Chapter 6. Asynchronous Serial Communication Interfacing

   


IN THIS CHAPTER

  • The Project Trailblazer Asynchronous Serial Hardware Development Environment

  • Linux Serial Communications

  • Additional Reading

Project Trailblazer was proceeding quite nicely. The four target hardware boards had been booted, with bash running and an Ethernet network connection. The engineers were ready to begin tackling hardware interfacing. They decided to start with the guest authentication and lift access design. The Silverjack board wants Project Trailblazer to replace paper lift access tickets with low-cost radio-frequency identification (RFID) technology. Guests receive RFID tags that permit passage through an access point located at the bottom of each lift. These lift access points also display individual guest-specific messages. An RFID tag reader outputs tag information via an asynchronous serial link. The access point display receives commands via an asynchronous serial link. The tag reader and display will connect to the target board's serial ports.

A guest can proceed through an access point after authentication by looking at signaling lights: A red light means permission to pass is denied, and a green light indicates permission to go. The permission signaling circuit requires a single bit of information. This bit of information, the RFID tag reader and access point display communication can be accomplished through the use of a target board's serial ports.

In this chapter, you'll develop three C programs: one that sets the serial port control signal (setSerialSignal), one that queries the control signal (getSerialSignal), and one that sends and receives asynchronous serial communications (querySerial). Ultimately, within the Project Trailblazer design, bash scripts running on the target boards will call these three programs and will provide system integration to the Silverjack server. (Chapter 12, "System Integration," addresses all system integration development.) This chapter discusses how to develop a simple serial interface for the Project Trailblazer access points callable from bash.

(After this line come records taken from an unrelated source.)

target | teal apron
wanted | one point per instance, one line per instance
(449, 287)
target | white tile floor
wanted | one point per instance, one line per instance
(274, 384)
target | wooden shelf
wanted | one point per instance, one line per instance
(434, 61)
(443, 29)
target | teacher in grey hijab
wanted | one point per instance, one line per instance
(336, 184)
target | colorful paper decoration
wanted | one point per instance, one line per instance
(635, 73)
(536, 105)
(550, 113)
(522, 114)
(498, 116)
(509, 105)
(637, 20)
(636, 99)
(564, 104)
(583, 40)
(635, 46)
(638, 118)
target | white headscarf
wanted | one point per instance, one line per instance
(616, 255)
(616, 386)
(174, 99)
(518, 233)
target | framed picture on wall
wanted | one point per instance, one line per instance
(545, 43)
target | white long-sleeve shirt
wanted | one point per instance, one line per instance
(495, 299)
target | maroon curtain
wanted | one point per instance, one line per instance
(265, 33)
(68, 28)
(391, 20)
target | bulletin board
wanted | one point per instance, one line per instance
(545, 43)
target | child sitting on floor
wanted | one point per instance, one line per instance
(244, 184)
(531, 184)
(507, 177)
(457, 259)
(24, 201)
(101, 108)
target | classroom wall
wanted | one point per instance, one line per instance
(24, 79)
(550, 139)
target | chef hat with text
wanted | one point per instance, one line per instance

The original RS-232 standard, defined by the Electronic Industry Association and the Telecommunications Industry Association (EIA/TIA), in 1962, is a complete standard that specifies electrical, functional, and mechanical characteristics for communications between host and peripheral equipment. RS stands for recommended standard. The characters RS have been officially replaced by the characters EIA/TIA to identify the source of the standard. Nonetheless, people continue to use the term RS-232. In this chapter, RS-232 is synonymous with EIA/TIA-232.

TIP

Dallas Semiconductor's Application Note 83, "Fundamentals of RS-232 Serial Communications"1 fully describes RS-232. This application note covers electrical, functional, and mechanical characteristics, explains implementation and signaling, and describes PC/modem communications and limitations.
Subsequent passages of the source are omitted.